S.Angelo d’Alife. Comune da Guinnes: della morosità, una famiglia su tre non paga l’acqua!?
Ha dell’incredibile quello che è stato scoperto al Municipiodi Sant’Angelo d’Alife.
Una comunità di 2300 anime, spalmata su circa 600 contribuenti, annovera 229 evasori del canone idrico!
Praticamente la metà dei “capofamiglia” si è dimenticata di pagare l’acqua, arrivando ad una somma evasa di 56.000 euro!
E questo riguarda solo l’acqua!.
Ma l’Amministrazione Comunale, in base ad una determina dirigenziale del 24 gennaio del 2014 con la quale veniva approvato il ruolo per la riscossione del canone per il servizio idrico integrato per l’ anno 2011 (l’annualità in questione) sta preparando i ruoli che saranno notificati a stretto giro ai cittadini che si sono “dimenticati” di pagare l’acqua.

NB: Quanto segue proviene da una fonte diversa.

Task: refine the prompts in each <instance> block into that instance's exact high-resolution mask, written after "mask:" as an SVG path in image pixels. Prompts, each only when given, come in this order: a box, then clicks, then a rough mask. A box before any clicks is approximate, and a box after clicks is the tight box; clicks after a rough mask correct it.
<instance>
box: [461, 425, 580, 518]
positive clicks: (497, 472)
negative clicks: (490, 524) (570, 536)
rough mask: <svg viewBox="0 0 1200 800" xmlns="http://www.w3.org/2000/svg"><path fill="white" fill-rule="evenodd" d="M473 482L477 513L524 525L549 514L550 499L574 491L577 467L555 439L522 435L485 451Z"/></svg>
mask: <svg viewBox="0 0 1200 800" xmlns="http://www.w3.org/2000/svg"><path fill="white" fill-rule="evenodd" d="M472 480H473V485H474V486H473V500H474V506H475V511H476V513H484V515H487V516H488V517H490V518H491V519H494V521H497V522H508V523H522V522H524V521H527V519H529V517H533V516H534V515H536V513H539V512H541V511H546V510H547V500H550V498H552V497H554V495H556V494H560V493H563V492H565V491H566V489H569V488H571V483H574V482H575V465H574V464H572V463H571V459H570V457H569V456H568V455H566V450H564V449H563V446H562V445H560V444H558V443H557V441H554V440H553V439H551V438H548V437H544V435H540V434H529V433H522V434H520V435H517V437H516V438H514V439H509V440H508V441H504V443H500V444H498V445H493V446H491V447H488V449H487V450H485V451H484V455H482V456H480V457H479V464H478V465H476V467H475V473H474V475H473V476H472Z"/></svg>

Infatti una delibera di Giunta Municipale del 4 febbraio 2014 fissa le modalità e scadenze di pagamento dei canoni del servizio idrico integrato anno 2011.
Di conseguenza veniva emesso, tramite il servizio Risco-Poste, l’invito di pagamento bonario per il versamento del canone in oggetto, con pagamento in quattro rate mensili con scadenza della quarta rata entro il 16 giugno 2014.
Dal report della riscossione fornito dal servizio di cui sopra, un congruo numero di utenti non ha provveduto al pagamento spontaneo di quanto dovuto, nelle scadenze previste.
Da qui l’Amministrazione ha proceduto all’emissione dell’ avviso di pagamento per il pagamento del canone scaduto, nei confronti di 229 utenti, per un importo complessivo di 57.285,64 euro, di cui 56.104 l’importo evaso e 1.238,40 per le spese di spedizione.
E chissà per le annualità successive come stanno messi a Sant’Angelo d’Alife.
Ma la precisione e la dedizione del sindaco Vittorio Folco, faranno si che tutte queste discrasie che ricadono sulle casse comunali, verranno a galla. In pratica Folco si è rivelato un ottimo sindaco/finanziere!